Blog

MON DICTIONNAIRE SUBJECTIF DE L'ALPHABET : X

17 avril 2022

Mangold / Cash / Phillips / Jackman / Keen / Stevens / Stewart / McAvoy / Lee / Kirby / Braudel / Sarkozy / Pierrot / Descartes / Al-Khwârismî / Röntgen / Kafka / Foucault / Hitchcock / Newman / Donath

Dans le déferlement des films de super-héros et super-héroïnes de ces dernières années (en majorité des films Marvel), Logan, réalisé en 2017 par James Mangold (dont j'ai aimé le biopic Walk the Line sur la vie de Johnny Cash, et Le Mans 66), appartient, avec le Joker de Todd Phillips, au sous-genre des films dépressifs dans lesquels ces héros ont des états d'âme.
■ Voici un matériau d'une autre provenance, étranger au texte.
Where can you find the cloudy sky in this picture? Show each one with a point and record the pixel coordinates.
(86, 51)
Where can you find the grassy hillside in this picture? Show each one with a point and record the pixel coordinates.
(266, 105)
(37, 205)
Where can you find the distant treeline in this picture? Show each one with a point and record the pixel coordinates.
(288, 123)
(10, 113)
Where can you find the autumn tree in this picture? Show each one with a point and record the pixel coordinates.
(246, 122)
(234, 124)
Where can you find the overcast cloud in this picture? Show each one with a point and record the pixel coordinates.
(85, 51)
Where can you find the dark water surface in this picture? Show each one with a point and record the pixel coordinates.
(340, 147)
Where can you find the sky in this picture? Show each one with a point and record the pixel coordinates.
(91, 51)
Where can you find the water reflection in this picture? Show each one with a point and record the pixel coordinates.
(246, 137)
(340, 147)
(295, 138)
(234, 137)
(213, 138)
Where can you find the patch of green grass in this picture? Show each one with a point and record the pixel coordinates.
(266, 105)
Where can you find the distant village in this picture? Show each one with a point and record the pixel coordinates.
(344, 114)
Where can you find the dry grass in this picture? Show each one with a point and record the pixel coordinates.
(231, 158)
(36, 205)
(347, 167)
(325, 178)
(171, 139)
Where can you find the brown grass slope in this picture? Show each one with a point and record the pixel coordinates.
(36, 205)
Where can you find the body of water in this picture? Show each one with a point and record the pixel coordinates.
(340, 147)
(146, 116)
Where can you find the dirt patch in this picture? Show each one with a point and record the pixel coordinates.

Et on les comprend : le « qui suis-je », ils savent ce que c'est, d'être méconnus ou pourchassés, et d'inspirer alternativement amour et haine quand ils se manifestent. Il s'agit ici des derniers jours de Wolverine, le héros colérique incarné dans plusieurs de ces films par Hugh Jackman. Dans Logan (le titre est fait sur le nom d'emprunt sous lequel vit Wolverine, un peu comme si un film consacré à Superman s'intitulait « Clark Kent »), il meurt non sans avoir transmis le flambeau à une jeune héroïne comme lui dotée à la fois de super-pouvoirs, de talons d'Achille et de problèmes d'identité, la jeune Laura (Dafne Keen). C'est elle que l'on voit ci-dessus, se retournant une dernière fois, avant d'aller vers son destin, sur la tombe de son protecteur qui était aussi son père. Juste avant, après avoir récité des dialogues tirés du western mythique de George Stevens Shane (L'Homme des vallées perdues, 1953), qui sont pour elle une sorte de legs, de catéchisme, elle a considéré la croix chrétienne verticale fabriquée avec deux branches qui marquait cette tombe, et en la changeant d'orientation elle en a fait un X – la lettre par excellence de l'inconnu, ou de l'inconnue. Inconnue qu'elle est pour elle-même.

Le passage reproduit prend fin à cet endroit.